When looking at those queues at petrol stations in the UAE, consumer behaviourists might also identify some of what transpired at the end of the month as a rapid surge in activity driven by a distant strand of emotional contagion, which is the process of synchronising your emotions with those of the people around you or mimicking their behaviour. While queueing for petrol because others are waiting doesn’t neatly fit that description, our decision-making processes can easily be temporarily rewired by the actions of others.
Perhaps it also underlines that human beings often seek to find control in uncertainty – and one way to exert control is to stock up on fuel to beat a price increase. Similar activity was evident during the early phase of the pandemic when reports of, or speculation about, possible global supply shortages of certain goods prompted a rush of buying by consumers around the world.
More broadly, anxiety has also been a fixture for many of us over the past few weeks, as alerts, attacks and the real or perceived impact of geopolitical shocks rippled through our lives. It should be of little surprise that what might be a form of “pump anxiety” has also been evident during that period.

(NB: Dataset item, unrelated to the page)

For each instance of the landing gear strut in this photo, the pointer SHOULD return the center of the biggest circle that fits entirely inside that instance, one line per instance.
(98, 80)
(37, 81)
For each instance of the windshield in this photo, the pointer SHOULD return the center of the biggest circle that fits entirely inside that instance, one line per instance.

A new phase began in midweek, after the US indicated that a 10-point ceasefire proposal from Iran provided the basis for talks in Islamabad at the weekend. Oil dropped back below three figures shortly afterwards, suggesting higher prices at the pumps may be fleeting. Reports also indicate some ships were being turned back from the strait later the same day and Gulf countries continued to intercept projectiles launched from Iran despite the existence of a ceasefire, so uncertainty and higher petrol prices may also be with us for a while. Oil prices ticked higher on Thursday, too.
With both outcomes possible, the question of whether to stick-or-twist as your fuel tank empties and the end of the month approaches will be one motorists will have to consider in a few weeks’ time.